Pihak imigrasi memberikan bukti pengantar pembayaran. Pembayaran dilakukan secara online melalui bank (paling lambat 7 hari kerja) dengan memasukkan No. kode MPN G2 sebanyak 15 digit
angka (kode bayar)
Untuk mengetahui
kapan paspor selesai, cukup ketik #nomorpermohonan (16 digit angka) ke WhatssApp
Imigrasi Jakarta Utara 0821-1200-4032.
Jawaban otomatis muncul dengan info sbb:
Nomor Permohonan, Nama, No.
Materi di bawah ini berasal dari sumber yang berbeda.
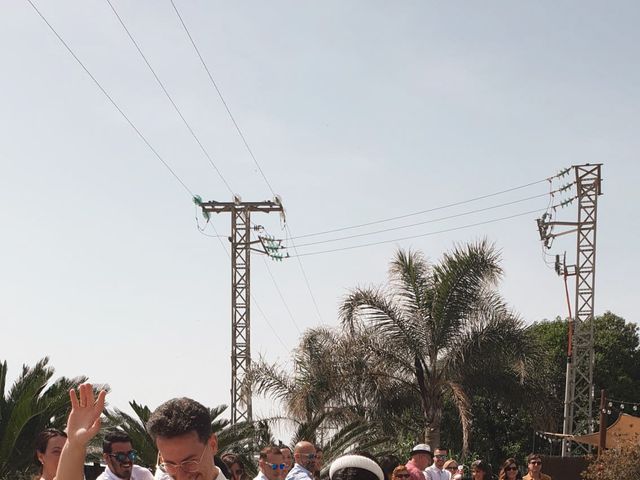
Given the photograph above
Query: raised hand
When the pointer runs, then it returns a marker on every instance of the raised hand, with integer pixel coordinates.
(84, 420)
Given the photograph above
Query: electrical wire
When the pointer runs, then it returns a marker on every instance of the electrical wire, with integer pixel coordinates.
(275, 284)
(176, 108)
(101, 88)
(244, 140)
(215, 86)
(448, 217)
(441, 207)
(418, 236)
(113, 102)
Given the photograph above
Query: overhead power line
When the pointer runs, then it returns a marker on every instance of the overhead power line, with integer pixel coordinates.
(441, 207)
(113, 102)
(420, 235)
(242, 136)
(176, 108)
(215, 85)
(434, 220)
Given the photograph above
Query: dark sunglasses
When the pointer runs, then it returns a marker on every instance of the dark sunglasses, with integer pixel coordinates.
(122, 457)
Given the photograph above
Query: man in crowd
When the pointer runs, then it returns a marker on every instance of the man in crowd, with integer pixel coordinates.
(421, 458)
(270, 464)
(287, 457)
(437, 470)
(119, 456)
(534, 464)
(304, 456)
Kode MPN G2 (Kode Bayar), jam pengambilan di hari
kerja, serta persyaratan pengambilan paspor termasuk batas waktu pengambilan
maksimum 1 bulan atau dianggap batal.
Vaksin Meningitis di Hari Sabtu - RSUP
Fatmawati (Gedung Griya Husada).
Link: Pendaftaran Vaksin Meningitis Secara Online
Link: Mengapa Vaksin Meningitis Dan Buku Kuning Vaksin Meningitis
Link: Mengapa Vaksin Meningitis Dan Buku Kuning Vaksin Meningitis
Masa berlaku vaksin
meningitis sampai 2 taun. Artinya kami harus melakukan vaksin ulang.
Sebagian
besar KKP (Kantor Kesehatan Pelabuhan) penyedia vaksin meningitis
dengan pendaftaran online hanya melayani di hari kerja. Karena suami bekerja,
kami hanya bisa memilih lokasi yang melayani di hari Sabtu. Salah satunya RSUP
Fatmawati, Gedung Griya Husada.
Untuk
menanyakan ketersediaan vaksin dapat menelpon ke 021-7501524 ext. 1558 dan 1507
atau langsung ke Griya Husada 021-7660602. Pengecekan ini karena jatah vaksin di
tiap tempat berbeda dan ada batas maksimumnya per hari.
Pembukaan pendaftaran
mulai jam 7 pagi sampai jam 2 siang. Walaupun proses suntiknya cepet, yang
bikin lama adalah waktu pendaftaran (karena dilakukan input data ke komputer secara
mandiri, sementara kecepatan tiap orang berebeda) dan juga panjangnya antrean untuk
proses penyuntikan.
Kami datang hari
Sabtu 24-Nov-18 jam 9 pagi namun baru selesai jam 2 siang, karena selesai pendaftaran
dapet nomer antreannya sudah yang ke 207 dan 210.
Pertama tiba
di sini, saat menuju pintu masuk (lantai 1) masih terlihat antrean yang relatif
pendek untuk input data ke komputer. Dengan computer yang tersedia sebanyak 3 buah.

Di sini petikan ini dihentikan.